Pinault has reason to be in bullish spirits; Gucci has just reported its strongest revenue growth in three years. This was due not to a shake up in the consumer model, but due to the designs of new creative director Alessandro Michele, whose work is adored by the fashion press and supported by rather brilliant adverts shot by Glen Luchford. Michele's vision is perhaps the extreme opposite of straight off the runway. It's whimsical, and perverse, and romantic, and initially made retailers rather nervous - maybe it was all the boys in blouses and berets. Gucci soon found however that it was commercial catnip, with Michele favoring a heavily accessorized look that created all sorts of retail opportunities, as well as revitalizing the flagging loafer business and making the once staid shoe a must have. It's led, perhaps not directly, to an array of brand shakeups, from Valentino's Maria Grazia Chiuri being tapped to lead Christian Dior as the house's first ever female creative director, to Miu Miu choosing a new aesthetic for its shows and advertising, to Donatella Versace's stellar new Instagram presence (not to mention her dog's).

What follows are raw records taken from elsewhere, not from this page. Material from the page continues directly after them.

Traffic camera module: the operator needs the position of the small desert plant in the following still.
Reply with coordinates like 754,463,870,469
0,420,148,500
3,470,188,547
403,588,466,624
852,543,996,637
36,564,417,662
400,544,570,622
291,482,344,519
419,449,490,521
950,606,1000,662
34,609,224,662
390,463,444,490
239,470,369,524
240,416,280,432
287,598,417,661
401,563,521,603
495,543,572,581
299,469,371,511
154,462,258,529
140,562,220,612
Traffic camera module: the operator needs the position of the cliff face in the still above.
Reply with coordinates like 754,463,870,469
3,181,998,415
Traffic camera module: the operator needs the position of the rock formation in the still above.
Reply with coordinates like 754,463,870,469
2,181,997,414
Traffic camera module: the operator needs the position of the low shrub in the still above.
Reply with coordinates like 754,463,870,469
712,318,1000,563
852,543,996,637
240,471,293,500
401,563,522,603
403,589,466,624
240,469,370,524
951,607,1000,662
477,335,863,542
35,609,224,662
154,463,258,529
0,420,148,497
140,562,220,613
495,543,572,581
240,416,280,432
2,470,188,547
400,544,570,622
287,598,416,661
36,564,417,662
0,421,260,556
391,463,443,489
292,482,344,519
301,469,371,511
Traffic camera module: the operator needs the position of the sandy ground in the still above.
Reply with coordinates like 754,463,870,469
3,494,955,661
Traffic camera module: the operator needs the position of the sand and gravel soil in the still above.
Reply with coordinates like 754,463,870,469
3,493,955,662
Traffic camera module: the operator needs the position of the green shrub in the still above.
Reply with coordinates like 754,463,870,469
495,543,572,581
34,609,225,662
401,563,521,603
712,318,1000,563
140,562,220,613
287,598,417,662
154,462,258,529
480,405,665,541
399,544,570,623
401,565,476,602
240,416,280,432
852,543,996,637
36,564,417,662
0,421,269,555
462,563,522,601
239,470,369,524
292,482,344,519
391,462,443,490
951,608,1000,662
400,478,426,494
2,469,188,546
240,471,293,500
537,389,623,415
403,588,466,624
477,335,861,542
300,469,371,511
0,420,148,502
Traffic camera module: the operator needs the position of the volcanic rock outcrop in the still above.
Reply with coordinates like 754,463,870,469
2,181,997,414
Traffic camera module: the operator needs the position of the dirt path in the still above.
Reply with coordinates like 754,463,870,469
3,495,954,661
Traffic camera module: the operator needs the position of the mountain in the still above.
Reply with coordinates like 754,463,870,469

This is a golden age for fashion, one in which uncertainty is breeding innovation and creativity, both on the business and design fronts. Profits are rising and falling on both sides of the Atlantic, as they ever have, tossed between declining tourism and great bursts of creativity. It's interesting that New York - the city which invented sportswear as high fashion, thus essentially reinventing what luxury meant - is once again leading the charge in business innovation. Again, it's democratic - listening to the needs of the consumer, adjusting accordingly. In Europe, meanwhile, it's the opposite, buoyed by the heritage of couture and innovation through design. Rather than a relatable, all American girl in a campaign, it's an alien beauty swathed in something strange. It's untouchable, and arcane, but you still want to buy into it too.
It's so tempting to see this as a grand battle, between new and old worlds, social media and exclusivity, tradition and experimentation. And perhaps it is - when it comes to sales, and thus money, competition is fierce, especially in the economic climate of today. If the brands who've adopted a straight off the runway approach make a lot of money, others will follow in droves. One hopes they will; it's exciting to think of a new seasonal model driving business, freeing up designers' time, and contributing to their happiness and creativity, and leading to a new era of fashion publishing, in which the build up to the show is just as important as the aftermath. As Hickman muses, "There's so much fluidity around format and timelines at the moment, we think things will continue to change, to a point where a multi-faceted, multi-disciplinary approach, one that's different for different brands, will be the industry standard. A move away from the rigidity and pressure of a classic fashion week structure will benefit designers and retailers." The press too. Editors and journalists will now have even more to write about, a greater wealth of clothes to shoot, and even more shows to go to, with less rules. Sounds brilliant to be honest. And if it's hard to keep up, maybe invest in some straight from the runway sailor pants, available right now - all the better for the stormy seas of fashion.